Alguns passam mais rapidamente pelo processo. Foi o caso de Kaio Rodrigues Bras, sete anos, que entrou na casa no último dia 6 de agosto e recebeu o rim que precisava em 9 de setembro. O garoto, que morava com os pais no Rio de Janeiro, ficou doente quando viajou para a Paraíba, para passar a virada do ano. De lá para cá, precisou colocar mais de um cateter e fazer diversos exames, além de hemodiálise.
— Num domingo de manhã, eu estava dormindo e a doutora me ligou. Na minha cabeça, ela ia me dizer que ele estava com mais uma infecção, que os exames estavam alterados de novo. Ela perguntou: "Kaio acordou? Se não acordou, acorde, dê café a ele e venha para o hospital, porque apareceu um rim para ele". Eu não sabia nem o que falar, não acreditava — lembra a mãe, Tatiana Bras, 32 anos.
Tímido, Kaio se limitava a acompanhar a entrevista ao mesmo tempo em que jogava no celular. Perguntado sobre a saudade da terra natal, ele concordou:
— Gosto de brincar aqui, mas tenho saudade do Rio de Janeiro, dos amigos e da escola.

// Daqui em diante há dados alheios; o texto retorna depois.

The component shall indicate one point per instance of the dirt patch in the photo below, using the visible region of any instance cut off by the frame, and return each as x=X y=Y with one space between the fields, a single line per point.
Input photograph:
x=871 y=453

Negação de familiares ainda impede doação de órgãos no RS
O alto percentual de famílias que negam a captação de órgãos de possíveis doadores no Rio Grande do Sul ainda é alto, o que faz com que o número de transplantes não cresça tanto ano a ano. Em julho deste ano, o percentual de negativa familiar era de 49%, e caiu para 39% em agosto.
Em uma tentativa de conscientizar a população sobre a importância da doação, este mês é conhecido como Setembro Verde. Equipes de hospitais em diversas cidades têm feito entrega de panfletos e conversas com a população para tentar mudar a cultura no Estado. O coordenador da Central de Transplantes, médico Ricardo Klein Rühling, diz que a mobilização tem rendido frutos a cada ano:
— Esta taxa de negativa familiar pode baixar. É isso que acredito em relação à doação de órgãos. O que a gente vê é que as pessoas conhecem pouco, que há muitas informações equivocadas, o que atrapalha muito. Aí, temos dois trabalhos: desmanchar aquela impressão ruim e construir o que é verdade. Estamos fazendo palestras e ações conjuntas para divulgar a causa — explica.

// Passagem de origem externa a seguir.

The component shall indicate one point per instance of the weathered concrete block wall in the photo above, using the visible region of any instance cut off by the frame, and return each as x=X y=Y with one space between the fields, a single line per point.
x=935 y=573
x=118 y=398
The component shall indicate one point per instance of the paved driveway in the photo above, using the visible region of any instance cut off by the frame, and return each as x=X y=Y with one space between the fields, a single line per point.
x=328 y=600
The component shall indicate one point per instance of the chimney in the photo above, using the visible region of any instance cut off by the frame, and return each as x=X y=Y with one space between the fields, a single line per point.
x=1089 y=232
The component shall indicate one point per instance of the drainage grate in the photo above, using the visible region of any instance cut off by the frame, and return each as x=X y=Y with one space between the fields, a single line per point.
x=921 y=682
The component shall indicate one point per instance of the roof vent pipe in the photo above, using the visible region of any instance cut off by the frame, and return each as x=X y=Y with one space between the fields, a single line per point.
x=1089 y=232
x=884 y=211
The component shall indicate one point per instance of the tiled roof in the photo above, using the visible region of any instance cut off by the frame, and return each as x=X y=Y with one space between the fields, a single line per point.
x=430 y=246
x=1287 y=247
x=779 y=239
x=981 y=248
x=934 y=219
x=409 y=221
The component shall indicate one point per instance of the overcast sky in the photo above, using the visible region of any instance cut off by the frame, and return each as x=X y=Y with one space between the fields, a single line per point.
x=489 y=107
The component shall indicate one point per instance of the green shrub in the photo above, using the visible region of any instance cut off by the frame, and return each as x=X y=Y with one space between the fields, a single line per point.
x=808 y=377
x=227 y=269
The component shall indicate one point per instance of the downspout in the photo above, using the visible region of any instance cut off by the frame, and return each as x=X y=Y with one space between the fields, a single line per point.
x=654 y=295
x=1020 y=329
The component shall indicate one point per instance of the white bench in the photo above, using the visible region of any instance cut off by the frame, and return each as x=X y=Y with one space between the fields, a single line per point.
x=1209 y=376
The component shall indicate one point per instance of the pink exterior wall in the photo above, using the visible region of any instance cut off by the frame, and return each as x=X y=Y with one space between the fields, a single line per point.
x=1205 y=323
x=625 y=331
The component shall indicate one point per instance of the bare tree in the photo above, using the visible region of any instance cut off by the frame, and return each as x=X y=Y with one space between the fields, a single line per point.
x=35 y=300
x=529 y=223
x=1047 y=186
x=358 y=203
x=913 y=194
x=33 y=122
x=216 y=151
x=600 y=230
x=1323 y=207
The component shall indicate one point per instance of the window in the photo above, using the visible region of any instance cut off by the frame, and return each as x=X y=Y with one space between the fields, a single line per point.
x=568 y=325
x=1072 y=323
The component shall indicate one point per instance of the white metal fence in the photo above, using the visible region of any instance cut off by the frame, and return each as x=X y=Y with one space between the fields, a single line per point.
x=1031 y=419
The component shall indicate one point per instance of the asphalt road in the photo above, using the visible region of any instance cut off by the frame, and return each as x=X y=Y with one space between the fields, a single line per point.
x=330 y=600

A maneira de ser um doador de órgãos é avisando um familiar, que será responsável por autorizar ou não o transplante após o falecimento. Os órgãos são doados apenas em caso de morte encefálica (ou morte cerebral). As exceções são alguns transplantes de um dos rins, parte do fígado, medula óssea e parte do pulmão, que podem ser feitos por familiares vivos. No caso de tecidos, como córnea, ossos e pele, qualquer doador falecido pode doar, desde que com autorização da família.
Dificuldade para executar atividades simples
O ano de 2017 foi o que teve maior número de órgãos doados na história: 843. Em 2018, até agora, foram 468. No Rio Grande do Sul, há neste momento 1.377 pessoas aguardando por um rim, fígado, medula óssea, pulmão, córnea, coração ou rim/pâncreas. A fila de espera por um rim, com 979 pessoas, é a maior, já que a hemodiálise permite que se conviva mais tempo sem o órgão.
Edinalva dos Santos, 28 anos, veio para o Rio Grande do Sul de Teresina, no Piauí, e está na Pousada da Solidariedade desde dezembro do ano passado. Com uma doença chamada bronquiectasia desde criança, ela é uma das 85 pessoas que aguardam por um pulmão no Estado. Há quase três anos, usa oxigênio e precisa da ajuda da irmã para fazer atividades simples, como tomar banho e dar um passeio:
— Para tudo eu canso: para comer, andar, falar. Até para respirar. A minha função pulmonar é somente de 28% e, como meu tipo sanguíneo é raro, AB+, o tempo médio de espera é de um ano e meio. Tenho saudade da minha família, falo por telefone todo dia, mas é o jeito.
Emocionada, faz um pedido:
— Eu queria que as pessoas se conscientizassem para doar, porque quem está precisando vai ter outra qualidade de vida. Para saber o que é passar por isso, só vivendo na pele.